En revanche, compte tenu de leur situation économique, il n'y a pas lieu de les condamner à une quelconque indemnité sur le fondement de l'article 700 du code de procédure civile.
Selon l'article 514 du code de procédure civile, les décisions de première instance sont de droit exécutoires à titre provisoire à moins que la loi ou la décision rendue n'en dispose autrement. Selon le dernier alinéa de l'article 514-1 du même code, le juge ne peut toutefois pas écarter l'exécution provisoire de droit lorsqu'il statue en référé.

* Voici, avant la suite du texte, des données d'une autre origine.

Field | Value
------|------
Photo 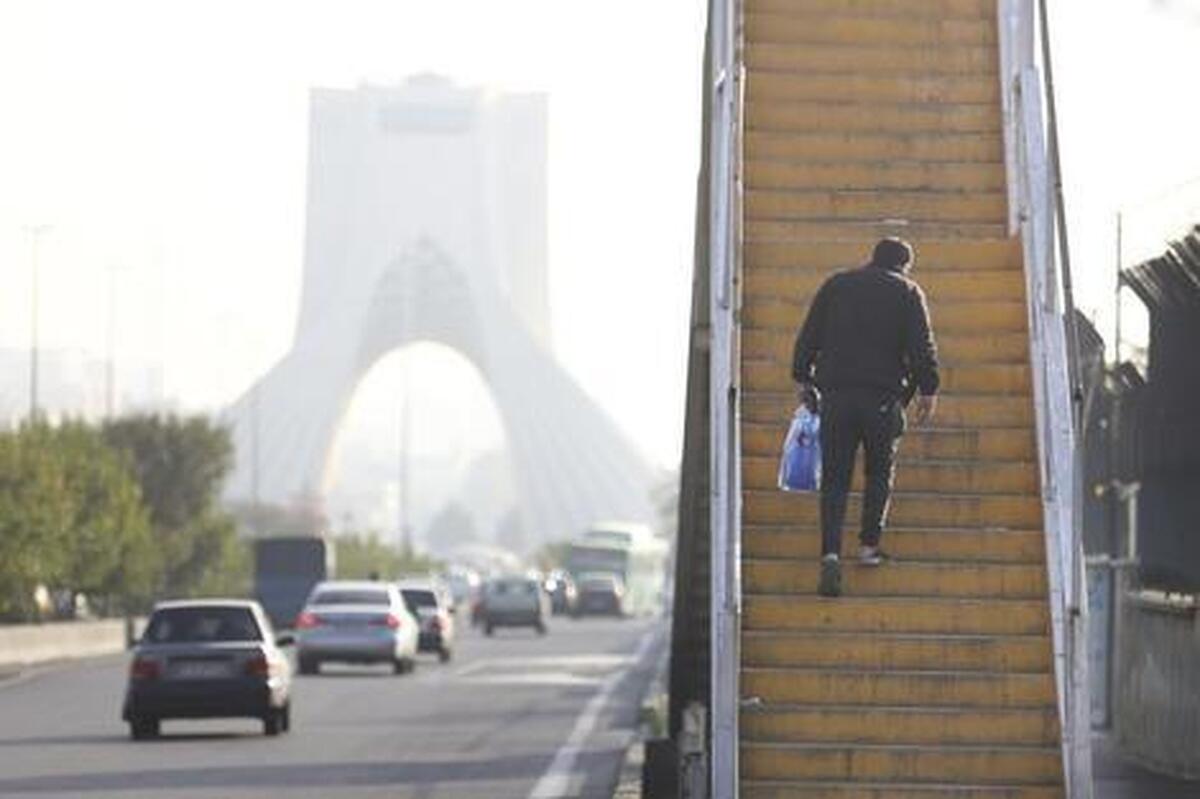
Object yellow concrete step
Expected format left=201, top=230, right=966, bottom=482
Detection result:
left=738, top=780, right=1066, bottom=799
left=740, top=705, right=1060, bottom=746
left=742, top=491, right=1042, bottom=530
left=744, top=131, right=1004, bottom=163
left=740, top=744, right=1062, bottom=785
left=742, top=668, right=1055, bottom=708
left=742, top=326, right=1030, bottom=367
left=743, top=238, right=1025, bottom=271
left=746, top=70, right=1000, bottom=104
left=745, top=218, right=1007, bottom=242
left=742, top=525, right=1045, bottom=567
left=744, top=101, right=1003, bottom=133
left=743, top=266, right=1028, bottom=303
left=742, top=299, right=1028, bottom=335
left=743, top=594, right=1050, bottom=636
left=745, top=41, right=1000, bottom=74
left=742, top=630, right=1052, bottom=673
left=744, top=10, right=996, bottom=47
left=742, top=362, right=1031, bottom=393
left=746, top=0, right=996, bottom=20
left=742, top=422, right=1037, bottom=463
left=742, top=458, right=1039, bottom=494
left=745, top=70, right=1000, bottom=103
left=746, top=158, right=1020, bottom=191
left=742, top=552, right=1046, bottom=599
left=744, top=193, right=1008, bottom=223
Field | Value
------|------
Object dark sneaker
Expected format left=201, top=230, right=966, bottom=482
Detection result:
left=817, top=558, right=841, bottom=596
left=858, top=545, right=888, bottom=566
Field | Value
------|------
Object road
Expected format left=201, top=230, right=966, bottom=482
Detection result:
left=0, top=611, right=665, bottom=799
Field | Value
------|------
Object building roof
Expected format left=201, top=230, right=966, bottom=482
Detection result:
left=1121, top=226, right=1200, bottom=314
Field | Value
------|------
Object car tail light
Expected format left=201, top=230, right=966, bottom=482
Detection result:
left=130, top=657, right=162, bottom=680
left=246, top=653, right=271, bottom=677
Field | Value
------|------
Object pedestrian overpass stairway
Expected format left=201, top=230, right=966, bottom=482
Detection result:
left=739, top=0, right=1063, bottom=799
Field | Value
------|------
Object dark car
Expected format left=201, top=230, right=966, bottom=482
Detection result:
left=575, top=575, right=625, bottom=615
left=121, top=600, right=292, bottom=740
left=482, top=576, right=550, bottom=635
left=400, top=582, right=455, bottom=663
left=545, top=571, right=578, bottom=615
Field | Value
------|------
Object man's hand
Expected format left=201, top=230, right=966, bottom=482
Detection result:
left=917, top=394, right=937, bottom=427
left=796, top=383, right=821, bottom=414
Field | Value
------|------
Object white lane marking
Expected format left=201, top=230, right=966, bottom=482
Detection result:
left=466, top=672, right=606, bottom=687
left=529, top=630, right=658, bottom=799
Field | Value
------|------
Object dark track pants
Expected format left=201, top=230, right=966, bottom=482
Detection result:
left=821, top=389, right=905, bottom=555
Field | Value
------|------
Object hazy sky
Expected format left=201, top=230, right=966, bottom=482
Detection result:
left=0, top=0, right=1200, bottom=472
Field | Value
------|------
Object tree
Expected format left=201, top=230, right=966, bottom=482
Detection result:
left=103, top=414, right=241, bottom=596
left=52, top=421, right=158, bottom=602
left=0, top=421, right=156, bottom=618
left=0, top=427, right=71, bottom=619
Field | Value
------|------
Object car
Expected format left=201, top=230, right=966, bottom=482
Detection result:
left=295, top=579, right=420, bottom=674
left=545, top=571, right=578, bottom=615
left=121, top=600, right=292, bottom=740
left=398, top=581, right=455, bottom=663
left=481, top=577, right=550, bottom=635
left=575, top=573, right=625, bottom=615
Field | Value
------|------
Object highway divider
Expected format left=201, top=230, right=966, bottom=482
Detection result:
left=0, top=619, right=140, bottom=671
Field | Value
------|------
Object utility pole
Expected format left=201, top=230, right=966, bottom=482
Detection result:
left=250, top=380, right=262, bottom=523
left=104, top=264, right=116, bottom=420
left=25, top=224, right=53, bottom=421
left=396, top=380, right=413, bottom=554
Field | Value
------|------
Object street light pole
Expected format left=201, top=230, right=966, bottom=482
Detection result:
left=25, top=224, right=52, bottom=421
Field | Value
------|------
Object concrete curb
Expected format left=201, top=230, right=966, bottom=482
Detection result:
left=0, top=619, right=126, bottom=679
left=612, top=633, right=671, bottom=799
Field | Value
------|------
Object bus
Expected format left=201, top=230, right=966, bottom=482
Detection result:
left=254, top=535, right=334, bottom=629
left=566, top=522, right=670, bottom=615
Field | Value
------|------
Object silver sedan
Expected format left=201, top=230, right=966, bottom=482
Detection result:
left=296, top=581, right=420, bottom=674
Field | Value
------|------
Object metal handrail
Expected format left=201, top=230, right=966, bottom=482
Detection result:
left=998, top=0, right=1092, bottom=799
left=708, top=0, right=743, bottom=799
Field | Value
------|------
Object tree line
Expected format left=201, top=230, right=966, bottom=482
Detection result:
left=0, top=414, right=250, bottom=620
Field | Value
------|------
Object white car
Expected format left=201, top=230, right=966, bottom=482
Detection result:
left=295, top=581, right=420, bottom=674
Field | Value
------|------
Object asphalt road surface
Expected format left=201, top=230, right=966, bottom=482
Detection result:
left=0, top=618, right=665, bottom=799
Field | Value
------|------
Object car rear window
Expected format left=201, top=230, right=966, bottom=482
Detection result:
left=310, top=588, right=391, bottom=607
left=491, top=579, right=538, bottom=594
left=144, top=607, right=263, bottom=643
left=400, top=588, right=438, bottom=608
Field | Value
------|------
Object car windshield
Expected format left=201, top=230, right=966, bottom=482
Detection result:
left=143, top=607, right=263, bottom=643
left=310, top=588, right=391, bottom=607
left=400, top=588, right=438, bottom=608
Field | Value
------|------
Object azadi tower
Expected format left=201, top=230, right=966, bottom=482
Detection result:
left=227, top=77, right=653, bottom=540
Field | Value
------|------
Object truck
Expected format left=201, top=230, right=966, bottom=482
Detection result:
left=254, top=535, right=335, bottom=629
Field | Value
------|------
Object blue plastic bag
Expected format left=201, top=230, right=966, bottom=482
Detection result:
left=779, top=405, right=821, bottom=491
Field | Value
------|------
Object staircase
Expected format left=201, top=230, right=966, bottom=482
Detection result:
left=739, top=0, right=1063, bottom=799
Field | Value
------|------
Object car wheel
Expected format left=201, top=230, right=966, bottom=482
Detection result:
left=130, top=719, right=160, bottom=740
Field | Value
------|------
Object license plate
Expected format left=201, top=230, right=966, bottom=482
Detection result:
left=170, top=662, right=229, bottom=680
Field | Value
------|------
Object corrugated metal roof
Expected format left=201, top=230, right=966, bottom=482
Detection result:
left=1121, top=226, right=1200, bottom=313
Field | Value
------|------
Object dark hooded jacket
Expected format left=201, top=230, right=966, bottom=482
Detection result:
left=792, top=264, right=938, bottom=404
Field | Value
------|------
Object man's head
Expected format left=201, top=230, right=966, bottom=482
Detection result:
left=871, top=236, right=912, bottom=272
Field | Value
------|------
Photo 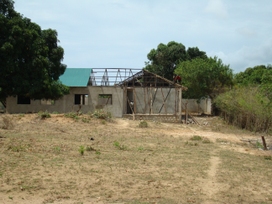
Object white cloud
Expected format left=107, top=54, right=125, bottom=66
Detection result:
left=15, top=0, right=272, bottom=71
left=205, top=0, right=228, bottom=18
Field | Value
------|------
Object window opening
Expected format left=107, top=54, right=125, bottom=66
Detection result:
left=98, top=94, right=112, bottom=105
left=41, top=99, right=55, bottom=105
left=17, top=96, right=30, bottom=104
left=75, top=94, right=88, bottom=105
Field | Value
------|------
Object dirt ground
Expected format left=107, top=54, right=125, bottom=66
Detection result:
left=0, top=114, right=272, bottom=204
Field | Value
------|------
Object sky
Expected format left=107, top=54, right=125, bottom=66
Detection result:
left=14, top=0, right=272, bottom=73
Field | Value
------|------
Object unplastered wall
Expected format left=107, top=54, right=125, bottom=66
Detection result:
left=6, top=86, right=123, bottom=117
left=88, top=86, right=124, bottom=117
left=134, top=87, right=178, bottom=114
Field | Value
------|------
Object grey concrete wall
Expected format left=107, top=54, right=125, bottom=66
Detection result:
left=6, top=86, right=123, bottom=117
left=134, top=87, right=178, bottom=114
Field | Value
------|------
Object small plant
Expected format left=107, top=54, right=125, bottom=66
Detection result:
left=256, top=141, right=263, bottom=149
left=92, top=109, right=112, bottom=120
left=1, top=116, right=14, bottom=130
left=38, top=111, right=51, bottom=119
left=64, top=112, right=79, bottom=121
left=139, top=120, right=148, bottom=128
left=81, top=117, right=90, bottom=123
left=86, top=146, right=96, bottom=152
left=190, top=135, right=202, bottom=141
left=202, top=138, right=212, bottom=144
left=78, top=145, right=85, bottom=156
left=113, top=141, right=127, bottom=150
left=264, top=156, right=272, bottom=160
left=54, top=146, right=61, bottom=154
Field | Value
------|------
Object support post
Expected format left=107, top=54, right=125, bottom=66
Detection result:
left=178, top=88, right=182, bottom=122
left=262, top=136, right=267, bottom=150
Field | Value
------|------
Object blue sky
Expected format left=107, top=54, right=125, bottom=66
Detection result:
left=14, top=0, right=272, bottom=73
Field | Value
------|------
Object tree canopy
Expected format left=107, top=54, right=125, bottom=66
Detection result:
left=145, top=41, right=207, bottom=80
left=175, top=57, right=233, bottom=98
left=0, top=0, right=69, bottom=105
left=234, top=65, right=272, bottom=100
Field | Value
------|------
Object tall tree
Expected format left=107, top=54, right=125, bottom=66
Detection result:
left=0, top=0, right=68, bottom=105
left=175, top=57, right=233, bottom=99
left=145, top=41, right=207, bottom=80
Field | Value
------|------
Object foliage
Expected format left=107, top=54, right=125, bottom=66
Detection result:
left=215, top=86, right=272, bottom=132
left=234, top=65, right=272, bottom=100
left=145, top=41, right=207, bottom=80
left=0, top=0, right=69, bottom=101
left=175, top=57, right=233, bottom=99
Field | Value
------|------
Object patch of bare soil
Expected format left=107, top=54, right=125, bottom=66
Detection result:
left=0, top=114, right=272, bottom=204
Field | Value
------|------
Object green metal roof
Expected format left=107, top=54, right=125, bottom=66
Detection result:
left=59, top=68, right=92, bottom=87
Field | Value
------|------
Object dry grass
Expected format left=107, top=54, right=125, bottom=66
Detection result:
left=0, top=114, right=272, bottom=204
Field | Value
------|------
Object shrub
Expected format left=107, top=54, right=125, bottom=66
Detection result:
left=214, top=87, right=272, bottom=132
left=92, top=109, right=111, bottom=120
left=64, top=112, right=79, bottom=120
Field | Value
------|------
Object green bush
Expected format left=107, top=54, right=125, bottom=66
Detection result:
left=214, top=87, right=272, bottom=132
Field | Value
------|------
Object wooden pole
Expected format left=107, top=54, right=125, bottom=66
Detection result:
left=262, top=136, right=267, bottom=150
left=178, top=88, right=182, bottom=122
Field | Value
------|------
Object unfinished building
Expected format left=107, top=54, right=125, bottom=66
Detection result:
left=6, top=68, right=184, bottom=121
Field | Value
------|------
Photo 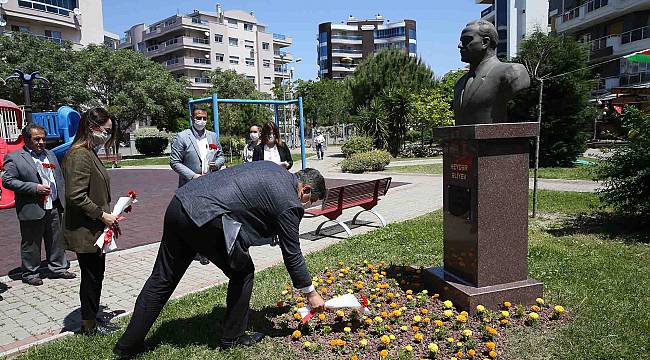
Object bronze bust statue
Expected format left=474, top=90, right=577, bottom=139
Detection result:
left=454, top=20, right=530, bottom=125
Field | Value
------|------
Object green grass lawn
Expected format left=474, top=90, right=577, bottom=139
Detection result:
left=20, top=190, right=650, bottom=360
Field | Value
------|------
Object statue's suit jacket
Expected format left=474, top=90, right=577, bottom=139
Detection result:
left=453, top=56, right=530, bottom=125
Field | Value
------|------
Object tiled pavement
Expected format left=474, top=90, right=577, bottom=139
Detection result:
left=0, top=150, right=596, bottom=356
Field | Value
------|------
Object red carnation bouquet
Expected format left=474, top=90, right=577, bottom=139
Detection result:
left=95, top=190, right=138, bottom=254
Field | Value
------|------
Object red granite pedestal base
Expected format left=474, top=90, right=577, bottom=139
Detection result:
left=423, top=267, right=544, bottom=315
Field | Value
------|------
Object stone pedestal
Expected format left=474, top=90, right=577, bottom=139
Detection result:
left=425, top=123, right=543, bottom=313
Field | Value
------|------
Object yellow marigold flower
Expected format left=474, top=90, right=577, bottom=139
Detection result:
left=359, top=339, right=368, bottom=347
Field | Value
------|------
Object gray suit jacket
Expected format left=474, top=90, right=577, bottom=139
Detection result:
left=176, top=161, right=311, bottom=288
left=2, top=147, right=65, bottom=221
left=169, top=128, right=226, bottom=187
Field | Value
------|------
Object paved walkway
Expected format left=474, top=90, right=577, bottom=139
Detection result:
left=0, top=148, right=590, bottom=356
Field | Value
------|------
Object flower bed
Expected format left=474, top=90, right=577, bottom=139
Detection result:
left=272, top=262, right=567, bottom=360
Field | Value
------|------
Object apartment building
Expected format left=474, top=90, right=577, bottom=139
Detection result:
left=119, top=4, right=293, bottom=96
left=0, top=0, right=104, bottom=48
left=550, top=0, right=650, bottom=98
left=317, top=15, right=417, bottom=79
left=476, top=0, right=549, bottom=60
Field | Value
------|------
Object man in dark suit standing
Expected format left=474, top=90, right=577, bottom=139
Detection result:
left=454, top=20, right=530, bottom=125
left=2, top=124, right=76, bottom=285
left=113, top=161, right=326, bottom=358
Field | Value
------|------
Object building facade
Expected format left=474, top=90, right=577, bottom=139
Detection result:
left=476, top=0, right=549, bottom=60
left=119, top=4, right=293, bottom=96
left=0, top=0, right=104, bottom=49
left=317, top=15, right=417, bottom=79
left=550, top=0, right=650, bottom=100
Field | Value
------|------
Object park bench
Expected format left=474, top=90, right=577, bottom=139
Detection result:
left=305, top=177, right=392, bottom=236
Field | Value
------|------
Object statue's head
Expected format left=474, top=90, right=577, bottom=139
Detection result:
left=458, top=20, right=499, bottom=64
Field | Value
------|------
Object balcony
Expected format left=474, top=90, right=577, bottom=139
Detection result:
left=557, top=0, right=650, bottom=33
left=142, top=16, right=210, bottom=41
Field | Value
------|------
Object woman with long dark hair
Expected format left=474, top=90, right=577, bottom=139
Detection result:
left=63, top=108, right=119, bottom=335
left=253, top=122, right=293, bottom=170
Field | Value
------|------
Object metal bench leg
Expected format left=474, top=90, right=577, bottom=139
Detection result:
left=352, top=210, right=386, bottom=226
left=315, top=220, right=352, bottom=236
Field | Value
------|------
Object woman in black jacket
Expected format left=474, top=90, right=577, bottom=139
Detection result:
left=253, top=122, right=293, bottom=170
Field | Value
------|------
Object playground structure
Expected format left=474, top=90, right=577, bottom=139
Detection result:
left=0, top=100, right=81, bottom=209
left=188, top=94, right=307, bottom=169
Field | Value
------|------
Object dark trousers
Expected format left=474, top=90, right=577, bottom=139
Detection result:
left=116, top=197, right=255, bottom=352
left=20, top=206, right=70, bottom=279
left=77, top=250, right=106, bottom=320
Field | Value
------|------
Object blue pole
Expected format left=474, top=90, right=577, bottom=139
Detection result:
left=298, top=96, right=307, bottom=169
left=212, top=93, right=221, bottom=144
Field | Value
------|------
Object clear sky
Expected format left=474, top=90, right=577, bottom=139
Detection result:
left=103, top=0, right=476, bottom=79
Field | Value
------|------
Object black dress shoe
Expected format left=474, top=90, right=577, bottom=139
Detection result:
left=23, top=277, right=43, bottom=286
left=48, top=271, right=77, bottom=280
left=219, top=332, right=264, bottom=349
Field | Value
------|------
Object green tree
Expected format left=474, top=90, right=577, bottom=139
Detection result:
left=509, top=32, right=596, bottom=166
left=348, top=49, right=435, bottom=112
left=206, top=69, right=273, bottom=135
left=78, top=45, right=189, bottom=131
left=296, top=80, right=351, bottom=127
left=0, top=33, right=91, bottom=111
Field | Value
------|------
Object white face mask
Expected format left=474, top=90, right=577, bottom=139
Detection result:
left=194, top=120, right=208, bottom=131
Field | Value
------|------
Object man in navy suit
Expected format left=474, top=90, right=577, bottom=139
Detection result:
left=113, top=161, right=326, bottom=358
left=2, top=124, right=76, bottom=286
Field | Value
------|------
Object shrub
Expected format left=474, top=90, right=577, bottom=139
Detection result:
left=341, top=136, right=372, bottom=158
left=134, top=128, right=169, bottom=156
left=596, top=106, right=650, bottom=225
left=341, top=150, right=391, bottom=174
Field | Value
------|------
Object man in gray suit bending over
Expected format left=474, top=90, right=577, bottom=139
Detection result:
left=113, top=161, right=326, bottom=358
left=169, top=108, right=226, bottom=265
left=454, top=20, right=530, bottom=125
left=2, top=124, right=76, bottom=286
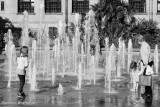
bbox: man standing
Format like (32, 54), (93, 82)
(138, 35), (151, 66)
(138, 35), (152, 96)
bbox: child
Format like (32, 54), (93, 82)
(130, 61), (139, 91)
(17, 46), (28, 97)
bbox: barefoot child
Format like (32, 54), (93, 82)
(130, 61), (140, 91)
(17, 46), (28, 97)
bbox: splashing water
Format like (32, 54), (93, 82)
(128, 39), (133, 73)
(21, 11), (30, 47)
(5, 29), (17, 88)
(58, 84), (64, 95)
(154, 45), (159, 74)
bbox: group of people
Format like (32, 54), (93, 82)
(4, 32), (154, 98)
(130, 35), (154, 97)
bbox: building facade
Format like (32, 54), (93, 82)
(0, 0), (160, 28)
(0, 0), (98, 28)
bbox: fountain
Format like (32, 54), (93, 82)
(51, 46), (56, 85)
(78, 63), (82, 90)
(154, 45), (159, 74)
(73, 13), (82, 73)
(127, 39), (133, 73)
(122, 40), (126, 73)
(58, 84), (64, 95)
(117, 37), (123, 77)
(5, 29), (17, 88)
(21, 11), (30, 47)
(104, 37), (109, 88)
(29, 39), (38, 91)
(104, 44), (117, 93)
(57, 20), (66, 77)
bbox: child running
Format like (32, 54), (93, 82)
(17, 46), (28, 98)
(130, 61), (140, 91)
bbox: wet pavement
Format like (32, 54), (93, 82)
(0, 77), (160, 107)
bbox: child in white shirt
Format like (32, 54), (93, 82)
(130, 61), (140, 91)
(17, 46), (28, 97)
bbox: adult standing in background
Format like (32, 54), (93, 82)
(138, 35), (153, 96)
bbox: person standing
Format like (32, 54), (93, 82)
(138, 35), (152, 96)
(17, 46), (28, 97)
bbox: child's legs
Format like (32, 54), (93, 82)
(18, 75), (25, 92)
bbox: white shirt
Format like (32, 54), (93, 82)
(17, 57), (28, 69)
(138, 65), (154, 75)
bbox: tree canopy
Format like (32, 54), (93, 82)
(92, 0), (160, 46)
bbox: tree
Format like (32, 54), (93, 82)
(130, 19), (160, 47)
(92, 0), (136, 45)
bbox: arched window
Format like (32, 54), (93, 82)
(72, 0), (89, 13)
(18, 0), (34, 13)
(45, 0), (61, 13)
(129, 0), (146, 13)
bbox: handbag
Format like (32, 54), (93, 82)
(139, 75), (152, 86)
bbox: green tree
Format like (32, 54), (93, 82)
(130, 19), (160, 47)
(92, 0), (136, 45)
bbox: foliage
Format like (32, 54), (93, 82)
(92, 0), (135, 45)
(130, 19), (160, 47)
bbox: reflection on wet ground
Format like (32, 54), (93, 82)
(0, 75), (160, 107)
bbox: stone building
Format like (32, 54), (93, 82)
(0, 0), (160, 28)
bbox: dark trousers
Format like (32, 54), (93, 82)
(145, 86), (152, 96)
(18, 75), (25, 92)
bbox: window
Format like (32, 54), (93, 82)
(129, 0), (146, 13)
(72, 0), (89, 13)
(45, 0), (61, 13)
(157, 0), (160, 13)
(18, 0), (34, 13)
(1, 1), (4, 11)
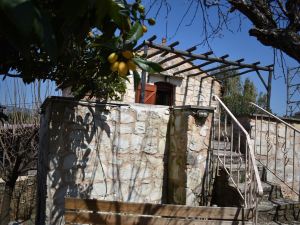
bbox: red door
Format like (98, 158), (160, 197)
(135, 84), (157, 105)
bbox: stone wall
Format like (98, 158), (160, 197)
(123, 49), (221, 106)
(37, 98), (211, 224)
(168, 107), (212, 206)
(0, 176), (36, 221)
(240, 116), (300, 200)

La présente ordonnance sera donc assortie de l'exécution provisoire.
PAR CES MOTIFS,
La juge des contentieux de la protection, statuant en référé après débats publics, par ordonnance mise à disposition au greffe, réputée contradictoire et en premier ressort,
CONSTATE que la dette locative visée dans le commandement de payer du 2 janvier 2024 n'a pas été réglée dans le délai de deux mois,
CONSTATE, en conséquence, que le contrat du 22 août 2007 entre la société HOMYA, d'une part, et M. [N] [R] et Mme [Y] [R], d'autre part, concernant les locaux situés au [Adresse 2] à [Localité 3] est résilié depuis le 3 mars 2024,
CONDAMNE solidairement M. [N] [R] et Mme [Y] [R] à payer à la société HOMYA la somme de 1416,50 euros à titre de provision sur l'arriéré locatif arrêté au 18 juin 2024, terme de juin inclus, avec intérêts au taux légal à compter de la présente décision,
AUTORISE M. [N] [R] et Mme [Y] [R] à se libérer de leur dette en réglant chaque mois pendant 28 mois, en plus du loyer courant, une somme minimale de 50 euros (cinquante euros), la dernière échéance étant majorée du solde de la dette en principal, intérêts et frais,
DIT que les règlements devront intervenir, en même temps que le loyer, au plus tard le dixième jour de chaque mois, sauf meilleur accord entre les parties,
SUSPEND les effets de la clause résolutoire pendant l'exécution des délais de paiement accordés à M. [N] [R] et Mme [Y] [R],
DIT que si les délais accordés sont entièrement respectés, la clause résolutoire sera réputée n'avoir jamais été acquise,
DIT qu'en revanche, pour le cas où une mensualité, qu'elle soit due au titre du loyer et des charges courants ou de l'arriéré, resterait impayée,
- le bail sera considéré comme résilié de plein droit depuis le 3 mars 2024,
- le solde de la dette deviendra immédiatement exigible,
- la bailleresse pourra, à défaut de libération spontanée des lieux et dès l'expiration d'un délai de deux mois suivant la délivrance d'un commandement d'avoir à libérer les lieux, faire procéder à l'expulsion de M. [N] [R] et Mme [Y] [R] et à celle de tous occupants de leur chef, au besoin avec l'assistance de la force publique et d'un serrurier,
- le sort des meubles sera régi conformément aux dispositions des articles L. 433-1 et L. 433-2 du code des procédures civiles d'exécution,
- M. [N] [R] et Mme [Y] [R] seront solidairement condamnés à verser à la société HOMYA une indemnité d'occupation mensuelle provisionnelle égale au montant des loyers et charges qui auraient été dus en cas de poursuite du bail, et ce, jusqu'à la date de libération effective et définitive des lieux,
REJETTE la demande de la société HOMYA au titre des clauses pénales,
REJETTE toutes les autres demandes,
RAPPELLE que la présente ordonnance est exécutoire de droit à titre provisoire,
DÉBOUTE la société HOMYA de sa demande au titre de l'article 700 du code de procédure civile,
CONDAMNE solidairement M. [N] [R] et Mme [Y] [R] aux dépens comprenant notamment le coût des commandements de payer du 2 janvier 2024 et celui des assignations du 10 avril 2024.
Ainsi jugé par mise à disposition au greffe le 24 septembre 2024, et signé par la juge et la greffière susnommées.